Oba pathfindery byłyby świetne gdyby nie ekrany ładowania. Mowie to o wersji na Xboxa. Połowa czasu w grze to loadingi. Niestety kacapy nie umieją w ekrany ładowania . Larian za to w divinity os pokazał że to nie problem.
Ja w oba Pathfindery grałem tylko na PC i nie zauważyłem tam problemów z długimi ekranami ładowania. Czyli być może to jest akurat problem tylko na Xboxie.
Im bliżej tego Warhammera tym jakoś bardziej żałuję, że to nie będzie jednak Pathfinder 3.
Jedna z rzeczy jakie mi przeszkadzało w 1 i pewnie też w 2: nie wszystkie dialogi są nagrane. Jakoś bardziej wkręcam się w klimat gdy są ci aktorzy głosowi...
Zacząłem grać ale tryb turowy mnie wynudził, jak przejdę cyberpunka to zacznę jeszcze raz ale z aktywną pauzą.
Nie ma sensu grać w trybie turowym. Ja zawsze byłem zwolennikiem klasycznego trybu z aktywną pauzą - od czasów dwóch pierwszych Baldurów, dwóch Icewind Dale i Planescape: Torment. Jeśli w Pathfinderach gra się na wyższych poziomach trudności, to tryb turowy przydaje się co najwyżej w przypadku najtrudniejszych walk, np. ja pokonałem Playful Darkness na poziomie Core tylko w trybie turowym, bo w trybie z aktywną pauzą ten przeciwnik jest chyba nawet gorszy od Demilisza Kangaxxa z Baldur 2. :-)

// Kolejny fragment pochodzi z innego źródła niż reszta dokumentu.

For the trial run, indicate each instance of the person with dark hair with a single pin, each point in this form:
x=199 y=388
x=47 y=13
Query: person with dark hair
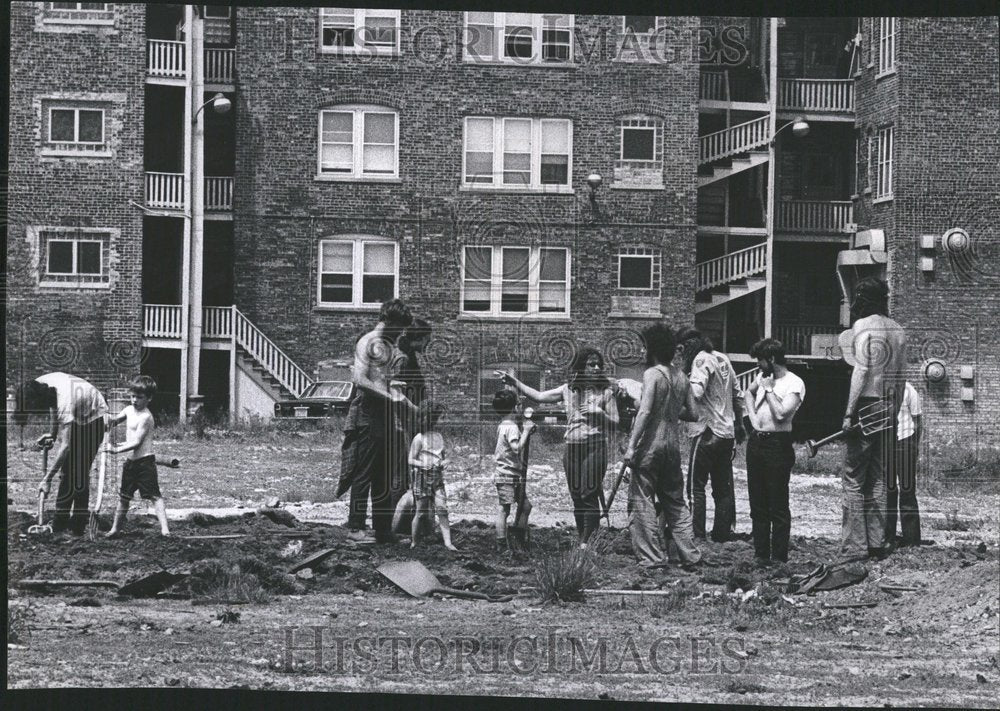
x=510 y=477
x=77 y=414
x=715 y=399
x=591 y=415
x=877 y=383
x=771 y=402
x=653 y=453
x=374 y=441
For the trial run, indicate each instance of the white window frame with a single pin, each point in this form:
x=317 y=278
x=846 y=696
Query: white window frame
x=641 y=121
x=888 y=28
x=76 y=144
x=654 y=267
x=886 y=146
x=358 y=243
x=361 y=16
x=357 y=135
x=535 y=182
x=534 y=281
x=537 y=27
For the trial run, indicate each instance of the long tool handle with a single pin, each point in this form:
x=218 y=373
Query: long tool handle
x=473 y=595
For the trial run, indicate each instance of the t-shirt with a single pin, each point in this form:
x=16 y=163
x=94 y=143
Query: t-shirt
x=910 y=408
x=77 y=401
x=760 y=412
x=578 y=426
x=714 y=373
x=509 y=464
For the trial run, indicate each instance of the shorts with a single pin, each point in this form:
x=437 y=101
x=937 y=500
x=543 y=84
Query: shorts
x=511 y=493
x=140 y=474
x=424 y=482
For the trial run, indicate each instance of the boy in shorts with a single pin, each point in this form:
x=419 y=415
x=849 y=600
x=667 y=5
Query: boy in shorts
x=140 y=467
x=513 y=436
x=427 y=464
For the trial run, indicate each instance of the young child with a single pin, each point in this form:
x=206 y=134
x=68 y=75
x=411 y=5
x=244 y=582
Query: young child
x=427 y=464
x=513 y=437
x=139 y=471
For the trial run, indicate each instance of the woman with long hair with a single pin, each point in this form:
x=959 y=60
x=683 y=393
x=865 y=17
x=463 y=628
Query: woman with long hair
x=591 y=415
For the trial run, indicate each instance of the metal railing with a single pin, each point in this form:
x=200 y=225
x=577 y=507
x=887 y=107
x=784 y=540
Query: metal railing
x=730 y=267
x=816 y=94
x=797 y=337
x=165 y=58
x=220 y=65
x=814 y=215
x=165 y=190
x=218 y=193
x=734 y=140
x=161 y=320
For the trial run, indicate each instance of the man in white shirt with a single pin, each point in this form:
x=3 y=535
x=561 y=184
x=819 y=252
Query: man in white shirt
x=771 y=402
x=901 y=492
x=77 y=414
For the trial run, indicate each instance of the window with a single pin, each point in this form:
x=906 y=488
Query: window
x=362 y=29
x=518 y=37
x=515 y=280
x=72 y=257
x=517 y=153
x=359 y=142
x=887 y=44
x=357 y=272
x=884 y=149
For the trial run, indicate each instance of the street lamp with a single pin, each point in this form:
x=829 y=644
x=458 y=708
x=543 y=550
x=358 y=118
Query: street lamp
x=800 y=127
x=220 y=105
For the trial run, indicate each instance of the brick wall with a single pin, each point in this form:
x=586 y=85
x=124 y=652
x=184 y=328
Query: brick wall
x=94 y=332
x=282 y=212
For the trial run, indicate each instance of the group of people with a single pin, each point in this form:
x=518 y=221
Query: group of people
x=393 y=448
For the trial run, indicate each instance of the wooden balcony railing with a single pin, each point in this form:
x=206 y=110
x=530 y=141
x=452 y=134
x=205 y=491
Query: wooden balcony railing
x=165 y=58
x=218 y=193
x=730 y=267
x=797 y=337
x=161 y=320
x=813 y=215
x=734 y=140
x=220 y=66
x=165 y=190
x=816 y=95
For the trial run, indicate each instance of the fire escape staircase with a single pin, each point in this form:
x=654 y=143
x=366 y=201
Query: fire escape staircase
x=720 y=280
x=733 y=150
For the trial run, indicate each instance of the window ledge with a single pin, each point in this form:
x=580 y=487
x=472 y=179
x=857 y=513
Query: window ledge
x=548 y=190
x=64 y=153
x=73 y=285
x=325 y=178
x=541 y=318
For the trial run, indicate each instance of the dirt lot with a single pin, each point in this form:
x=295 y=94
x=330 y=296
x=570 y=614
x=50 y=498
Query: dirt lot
x=701 y=642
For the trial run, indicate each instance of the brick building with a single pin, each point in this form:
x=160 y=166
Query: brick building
x=451 y=158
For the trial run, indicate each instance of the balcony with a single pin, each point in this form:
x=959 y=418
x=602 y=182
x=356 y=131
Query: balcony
x=817 y=98
x=165 y=191
x=814 y=216
x=797 y=337
x=166 y=62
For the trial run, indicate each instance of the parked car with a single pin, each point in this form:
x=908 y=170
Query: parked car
x=322 y=399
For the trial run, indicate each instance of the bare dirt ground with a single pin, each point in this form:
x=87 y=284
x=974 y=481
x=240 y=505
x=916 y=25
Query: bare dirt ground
x=939 y=645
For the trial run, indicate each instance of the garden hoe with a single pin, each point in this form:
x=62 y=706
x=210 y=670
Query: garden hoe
x=42 y=528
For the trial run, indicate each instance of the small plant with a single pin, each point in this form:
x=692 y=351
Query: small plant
x=952 y=522
x=564 y=576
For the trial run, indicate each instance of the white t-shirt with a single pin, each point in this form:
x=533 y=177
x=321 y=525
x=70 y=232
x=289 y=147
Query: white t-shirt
x=911 y=407
x=76 y=400
x=760 y=412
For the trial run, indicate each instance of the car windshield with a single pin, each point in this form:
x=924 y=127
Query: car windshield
x=331 y=389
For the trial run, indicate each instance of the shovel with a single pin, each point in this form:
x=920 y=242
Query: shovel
x=41 y=528
x=414 y=579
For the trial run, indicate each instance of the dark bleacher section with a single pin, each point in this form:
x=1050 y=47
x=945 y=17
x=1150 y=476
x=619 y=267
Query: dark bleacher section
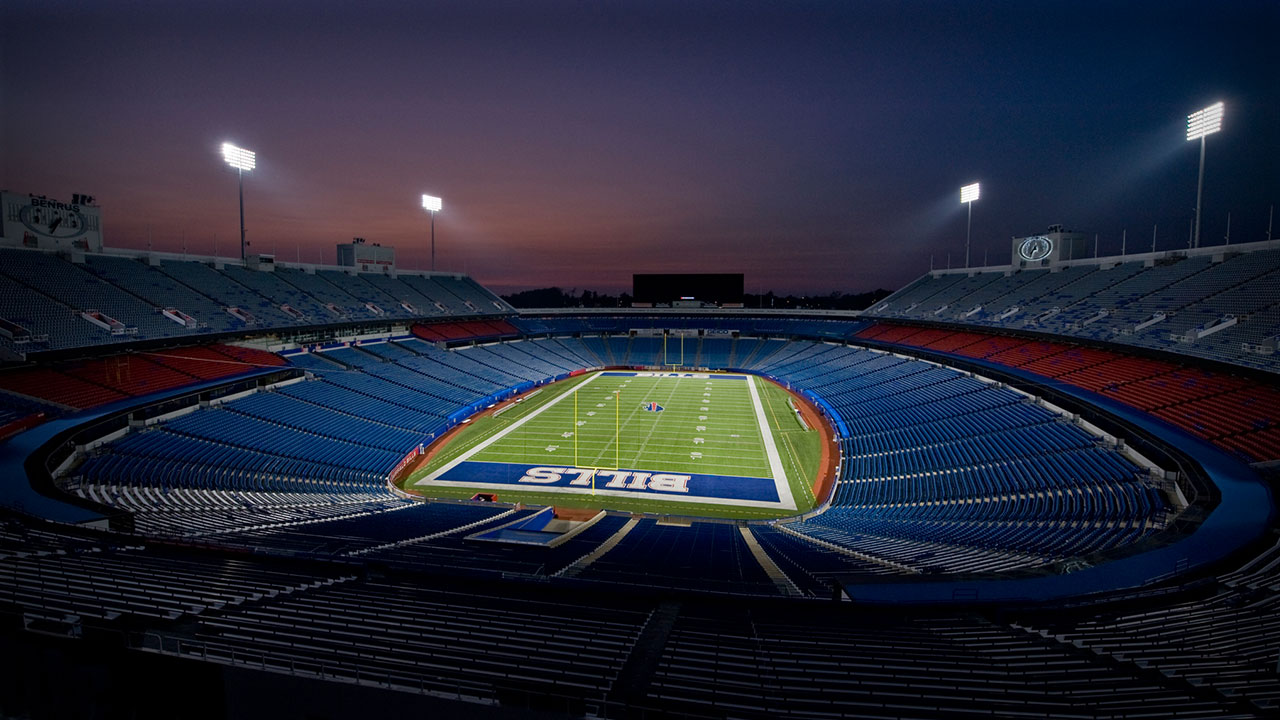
x=1221 y=302
x=771 y=665
x=108 y=583
x=1224 y=638
x=452 y=643
x=1238 y=414
x=471 y=329
x=946 y=473
x=46 y=294
x=709 y=556
x=88 y=383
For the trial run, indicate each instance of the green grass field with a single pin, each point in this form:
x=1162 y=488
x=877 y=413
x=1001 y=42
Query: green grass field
x=708 y=425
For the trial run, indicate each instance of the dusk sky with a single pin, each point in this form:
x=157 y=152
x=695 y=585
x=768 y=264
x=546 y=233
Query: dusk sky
x=813 y=146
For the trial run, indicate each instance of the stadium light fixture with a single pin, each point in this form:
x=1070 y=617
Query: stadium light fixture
x=1201 y=124
x=242 y=160
x=433 y=205
x=968 y=194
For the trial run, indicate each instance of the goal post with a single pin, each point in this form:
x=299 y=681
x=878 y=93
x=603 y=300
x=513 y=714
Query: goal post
x=617 y=434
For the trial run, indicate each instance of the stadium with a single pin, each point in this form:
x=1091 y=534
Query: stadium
x=240 y=483
x=332 y=481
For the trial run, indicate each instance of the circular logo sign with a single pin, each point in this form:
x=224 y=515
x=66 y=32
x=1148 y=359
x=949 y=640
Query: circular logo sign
x=53 y=222
x=1036 y=249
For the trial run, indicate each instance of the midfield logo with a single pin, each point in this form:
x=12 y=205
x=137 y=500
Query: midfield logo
x=618 y=479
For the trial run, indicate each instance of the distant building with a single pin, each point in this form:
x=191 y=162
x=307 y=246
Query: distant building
x=35 y=220
x=1055 y=245
x=366 y=256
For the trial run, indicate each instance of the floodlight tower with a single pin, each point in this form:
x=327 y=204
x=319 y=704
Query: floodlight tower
x=242 y=160
x=968 y=194
x=432 y=205
x=1200 y=124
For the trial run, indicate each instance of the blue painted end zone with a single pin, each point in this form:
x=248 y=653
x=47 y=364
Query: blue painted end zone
x=659 y=374
x=641 y=483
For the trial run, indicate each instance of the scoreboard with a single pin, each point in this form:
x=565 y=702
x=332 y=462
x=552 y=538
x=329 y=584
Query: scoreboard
x=716 y=288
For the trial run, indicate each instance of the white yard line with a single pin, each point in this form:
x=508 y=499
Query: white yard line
x=466 y=455
x=771 y=450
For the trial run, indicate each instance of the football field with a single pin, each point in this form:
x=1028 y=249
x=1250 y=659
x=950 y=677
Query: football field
x=688 y=443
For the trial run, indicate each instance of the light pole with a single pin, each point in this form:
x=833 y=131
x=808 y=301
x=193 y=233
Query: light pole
x=242 y=160
x=968 y=194
x=432 y=205
x=1200 y=124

Tryb turowy używasz tylko na bossach, tak to lecisz na rzeczywistym. Jest masa opcji leczenia, więc nawet nie trzeba szczególnie pilnować życia drużyny (a już Azata to w ogóle samograj), dopiero na najwyższym poziomie, z zupełnie innymi przeciwnikami, trzeba na okrągło używać trybu turowego.
Ja przechodziłem na unfair. Miałem ogromne problemy z playful darkness bo miał jakieś 112 AC na szczęście moja główna postać miała około 100AC więc teoretycznie byłem w stanie ustać kilka tur. Finalnie bariera ostrzy go pokonała. Natomiast nie udało mi się przejść Arelu Vorlesh na unfair :( i to chyba pierwszy raz w mojej karierze gdzie się poddałem. Za jakiś czas spróbuję jeszcze raz z dodatkami i może jakimiś modami :)

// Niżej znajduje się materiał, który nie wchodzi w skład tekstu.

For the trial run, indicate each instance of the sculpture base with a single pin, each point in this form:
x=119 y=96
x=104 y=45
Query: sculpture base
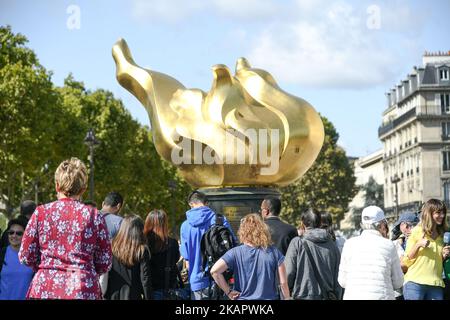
x=237 y=202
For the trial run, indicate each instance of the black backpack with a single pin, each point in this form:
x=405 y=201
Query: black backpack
x=217 y=240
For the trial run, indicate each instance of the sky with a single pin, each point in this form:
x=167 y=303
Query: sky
x=340 y=56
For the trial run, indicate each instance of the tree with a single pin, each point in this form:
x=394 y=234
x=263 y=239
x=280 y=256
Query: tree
x=28 y=119
x=126 y=159
x=329 y=185
x=373 y=196
x=41 y=125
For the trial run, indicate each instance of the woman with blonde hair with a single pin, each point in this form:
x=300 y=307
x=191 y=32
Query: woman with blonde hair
x=66 y=241
x=256 y=264
x=425 y=253
x=130 y=275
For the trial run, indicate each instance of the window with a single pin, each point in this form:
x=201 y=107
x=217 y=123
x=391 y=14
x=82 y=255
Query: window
x=446 y=160
x=445 y=130
x=445 y=103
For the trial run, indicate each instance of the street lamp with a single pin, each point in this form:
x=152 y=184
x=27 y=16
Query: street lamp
x=91 y=142
x=44 y=171
x=395 y=179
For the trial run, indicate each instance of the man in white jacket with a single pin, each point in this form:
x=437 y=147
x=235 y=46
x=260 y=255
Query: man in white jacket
x=370 y=267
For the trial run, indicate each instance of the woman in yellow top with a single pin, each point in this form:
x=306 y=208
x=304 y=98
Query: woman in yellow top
x=425 y=253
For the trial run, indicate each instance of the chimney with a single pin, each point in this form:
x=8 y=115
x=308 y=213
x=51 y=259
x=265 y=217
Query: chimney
x=438 y=57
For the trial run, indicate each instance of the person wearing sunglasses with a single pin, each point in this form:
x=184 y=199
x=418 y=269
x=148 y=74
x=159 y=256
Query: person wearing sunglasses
x=15 y=278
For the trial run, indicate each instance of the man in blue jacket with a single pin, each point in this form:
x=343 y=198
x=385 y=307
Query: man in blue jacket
x=199 y=219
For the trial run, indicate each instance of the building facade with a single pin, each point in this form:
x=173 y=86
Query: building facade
x=415 y=133
x=364 y=168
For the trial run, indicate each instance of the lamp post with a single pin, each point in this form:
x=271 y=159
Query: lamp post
x=172 y=184
x=44 y=171
x=395 y=179
x=91 y=142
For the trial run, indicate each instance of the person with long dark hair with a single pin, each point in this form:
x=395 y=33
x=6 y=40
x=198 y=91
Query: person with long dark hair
x=130 y=275
x=165 y=254
x=66 y=241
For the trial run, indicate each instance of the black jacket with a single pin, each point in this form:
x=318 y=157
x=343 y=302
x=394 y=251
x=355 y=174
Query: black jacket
x=281 y=233
x=303 y=269
x=158 y=264
x=125 y=283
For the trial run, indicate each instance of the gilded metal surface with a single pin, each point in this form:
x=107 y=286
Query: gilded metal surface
x=235 y=105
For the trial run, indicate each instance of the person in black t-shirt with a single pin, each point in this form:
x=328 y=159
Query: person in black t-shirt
x=165 y=255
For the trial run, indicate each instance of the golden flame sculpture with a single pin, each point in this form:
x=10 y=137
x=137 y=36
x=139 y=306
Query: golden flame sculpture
x=246 y=131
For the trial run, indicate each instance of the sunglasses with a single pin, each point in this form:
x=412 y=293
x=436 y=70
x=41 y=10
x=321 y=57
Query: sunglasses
x=12 y=232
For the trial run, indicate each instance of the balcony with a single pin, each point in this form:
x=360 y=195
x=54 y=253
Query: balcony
x=396 y=122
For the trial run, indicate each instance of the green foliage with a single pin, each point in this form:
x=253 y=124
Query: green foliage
x=41 y=124
x=28 y=106
x=329 y=185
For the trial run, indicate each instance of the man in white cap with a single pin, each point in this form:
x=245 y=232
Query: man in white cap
x=370 y=267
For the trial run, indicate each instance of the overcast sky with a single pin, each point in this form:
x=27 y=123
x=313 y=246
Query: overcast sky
x=341 y=56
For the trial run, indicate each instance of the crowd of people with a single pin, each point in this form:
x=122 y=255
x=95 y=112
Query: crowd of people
x=67 y=249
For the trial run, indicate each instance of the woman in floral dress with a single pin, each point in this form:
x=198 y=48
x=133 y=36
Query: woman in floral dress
x=66 y=242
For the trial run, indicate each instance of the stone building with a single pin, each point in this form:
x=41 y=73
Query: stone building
x=415 y=133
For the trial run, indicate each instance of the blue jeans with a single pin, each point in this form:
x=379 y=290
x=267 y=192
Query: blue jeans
x=416 y=291
x=202 y=294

Często się pojawia płacz o tryb turowy (co w sumie głównie widzę tylko na golu) więc aż muszę zapytać, o c*uj z tym chodzi? Z tego co pamiętam, np w Neverwinterze i tak musi minąć X czasu, zanim postać zrobi drugi atak, więc w pewnym sensie i tak musi minąć "tura", szybsze klikanie nie daje szybszej walki.
Tak serio pytam, w czym wam przeszkadza tryb turowy? Ja rozumiem preferencje, ale "nie zagram, bo tury"? Ja tam wolę tury, ale i tak sobie wracam do starych Baldurów czy Neverwinterów, mają tryb taki, no trudno, nie będę płakać. W dużej mierze nie zmienia to za bardzo rozgrywki. I tempo rozgrywki się wam wcale nie zwiększa w trybie aktywnej pauzy, to tylko iluzja - jeśli ktoś by chciał powiedzieć, że gra jest wtedy "szybsza". Nie jest, a w każdym razie nie jest zauważalnie szybsza.

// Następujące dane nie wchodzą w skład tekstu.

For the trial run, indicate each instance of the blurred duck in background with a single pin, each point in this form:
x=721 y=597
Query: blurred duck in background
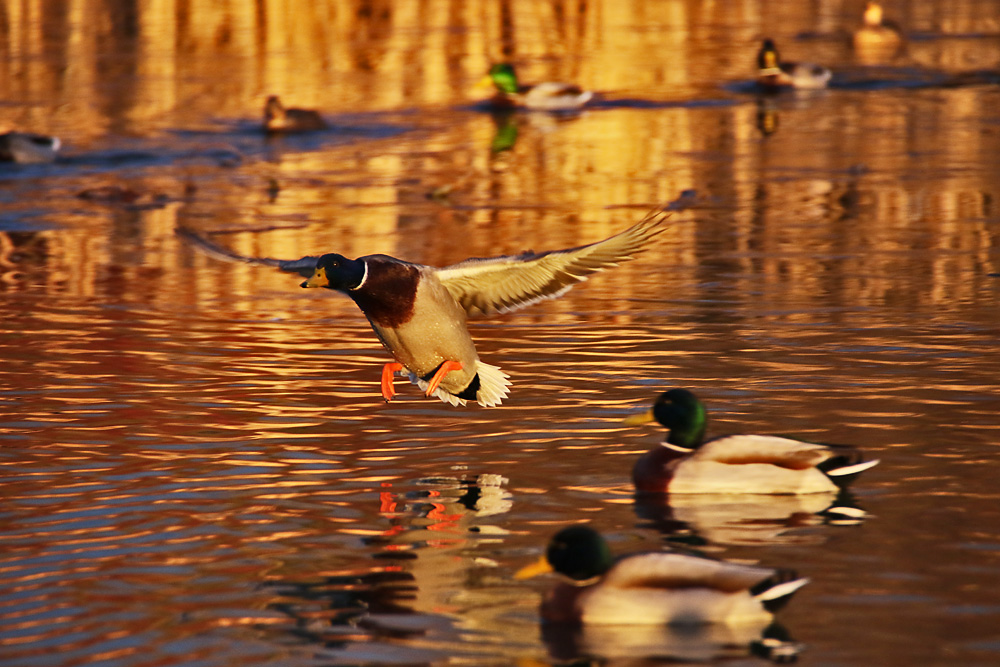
x=773 y=74
x=878 y=39
x=279 y=119
x=28 y=148
x=686 y=463
x=654 y=588
x=546 y=96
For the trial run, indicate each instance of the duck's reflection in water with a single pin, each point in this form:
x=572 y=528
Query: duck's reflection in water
x=636 y=645
x=421 y=598
x=746 y=519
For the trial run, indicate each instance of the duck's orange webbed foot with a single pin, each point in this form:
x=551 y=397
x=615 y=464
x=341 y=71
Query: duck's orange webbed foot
x=388 y=391
x=439 y=374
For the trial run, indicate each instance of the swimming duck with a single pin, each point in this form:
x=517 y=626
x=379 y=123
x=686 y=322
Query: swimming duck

Poza tym - pauzowanie co dwie sekundy, żeby zoptymalizować drużynę jest lepszą opcją?
Nie no, jak ktoś tak uważa to spoko. Przynajmniej tym razem nikt tu nie napisał, że "BG3 nie jest prawdziwym D&D, jak BG1 i 2, bo jest turowe"...
Widzę, że nie jestem osamotniony w tym, że Pathfinder 2 > BG3 i to pod względem mechaniki, fabuły, postaci czy konstrukcji questów.